I always see advice that if you’re afraid of something, ask yourself what the worst thing that can happen is. And yeah, sometimes the result is seeing that the worst-case scenario is not actually as scary as you thought. But sometimes it’s still pretty freaking scary!

So after you figure out what the worst that can happen is, ask yourself what the best that can happen is. Because most of the time, I’m guessing the chance of getting the best that can happen outweighs the risk of the worst that can happen. 


Remind yourself that perfectionism is totally subjective


Part of the reason why perfectionists are so afraid of putting their work out into the world is that they’re afraid of being judged. 

But guess what — what you think is imperfection, someone else might think is amazing. And what you think is perfect, but not be that great to someone else. Perfection is totally subjective in most cases, especially in the creative world. 


Compare yourself to yourself instead of comparing yourself to others


Perfectionists spend a lot of time comparing themselves and their work to others. What I like to do instead is, instead of comparing myself to anyone else, I just compare myself to myself. 

I don’t ask myself if other people have already achieved the goals I have for myself.
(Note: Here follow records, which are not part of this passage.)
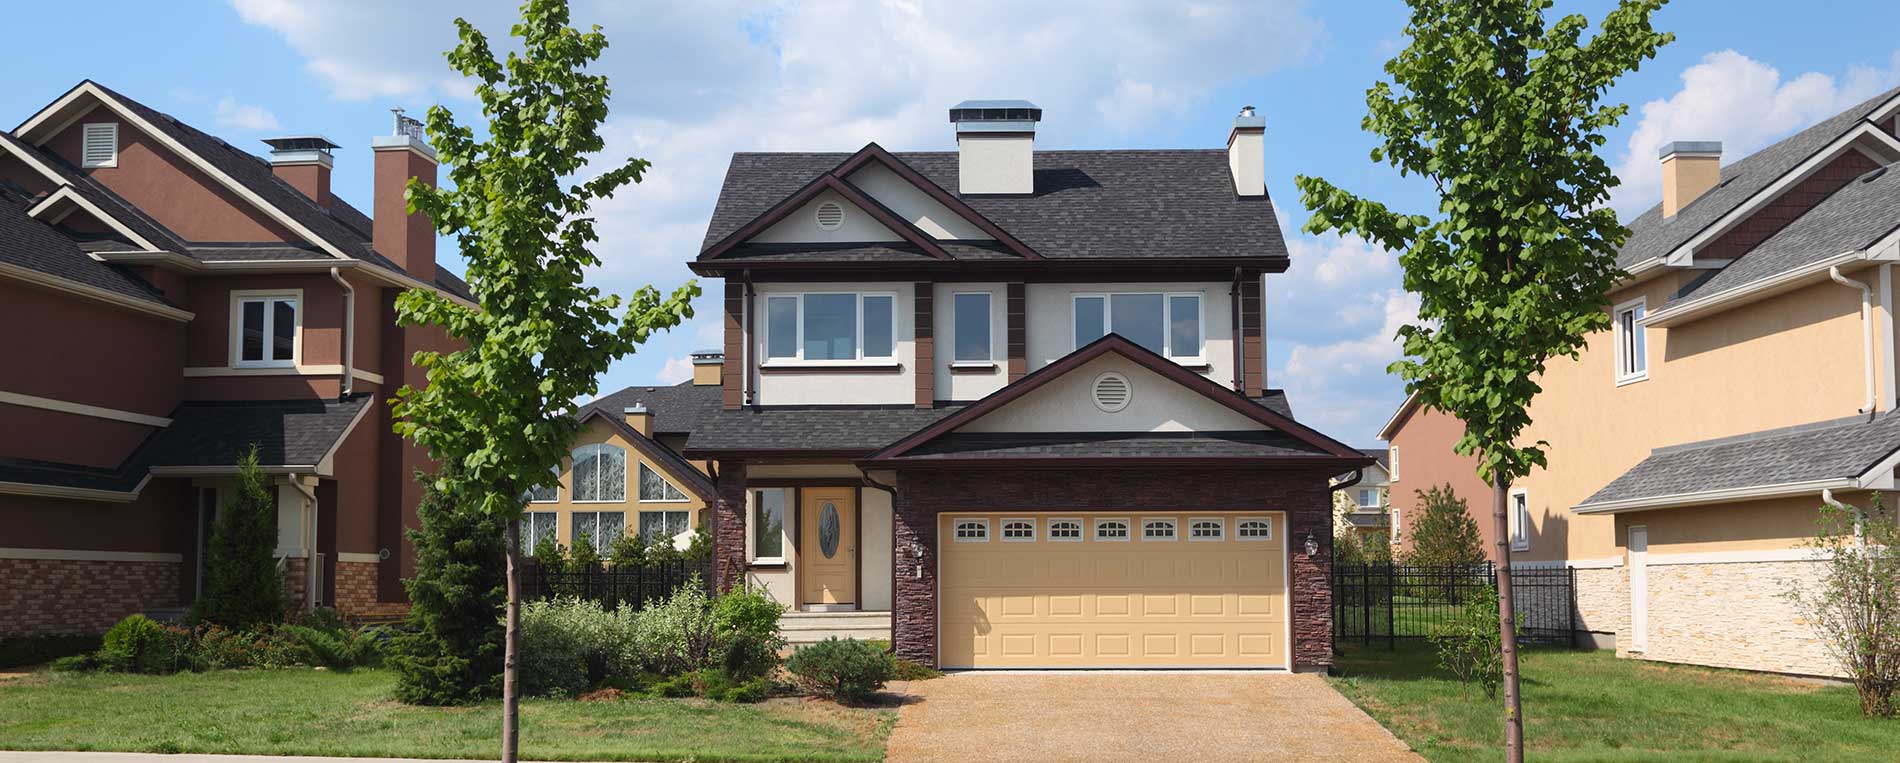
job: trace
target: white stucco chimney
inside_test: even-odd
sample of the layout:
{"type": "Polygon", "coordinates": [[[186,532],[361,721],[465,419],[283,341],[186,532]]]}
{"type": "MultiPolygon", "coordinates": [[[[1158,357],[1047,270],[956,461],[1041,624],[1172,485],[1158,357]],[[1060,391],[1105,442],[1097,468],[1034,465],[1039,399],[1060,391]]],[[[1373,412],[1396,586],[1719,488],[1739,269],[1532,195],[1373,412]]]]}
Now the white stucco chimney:
{"type": "Polygon", "coordinates": [[[1227,171],[1233,175],[1235,194],[1267,195],[1267,118],[1252,106],[1240,108],[1234,128],[1227,132],[1227,171]]]}
{"type": "Polygon", "coordinates": [[[1675,217],[1696,197],[1722,182],[1722,142],[1679,140],[1656,150],[1662,162],[1663,217],[1675,217]]]}
{"type": "Polygon", "coordinates": [[[957,126],[957,192],[1033,193],[1036,123],[1028,101],[964,101],[950,107],[957,126]]]}

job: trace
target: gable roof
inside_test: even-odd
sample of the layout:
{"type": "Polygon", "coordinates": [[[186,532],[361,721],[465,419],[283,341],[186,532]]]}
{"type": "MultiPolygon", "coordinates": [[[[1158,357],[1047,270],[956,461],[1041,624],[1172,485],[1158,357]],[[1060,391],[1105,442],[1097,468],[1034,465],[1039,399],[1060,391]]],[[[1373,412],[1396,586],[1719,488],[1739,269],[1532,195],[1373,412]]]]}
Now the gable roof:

Instead, I ask myself if I’ve personally made progress toward reaching my goals. 

Compare your progress to anyone else’s is a waste of time. 


Question your all or nothing mindset


Have you ever found yourself in a situation where you miss one workout and think — well, I broke my streak, I might as well quit. 

If so, then you might have some perfectionist tendencies!

Perfectionists tend to have an all or nothing mindset. They think they have to reach their goals and stick to their habits perfectly or there’s no point in doing them at all. 

Next time you find yourself having those thoughts, question them.


Final Thoughts


Listen, friend, I know how much of a struggle perfectionism can be. I know how hard it can be to remember that perfect doesn’t exist, and you’ll never get there no matter how much you beat yourself up. 

I know what it’s like to deal with crippling anxiety because of all of the ways you think you’re showing up in the world imperfect. 

I get it. And I’m here for you. 

Perfectionism isn’t something we can overcome overnight. The best we can do is just work on correcting our perfectionist thoughts when we have them and remind ourselves that we’re actually doing pretty freaking awesome.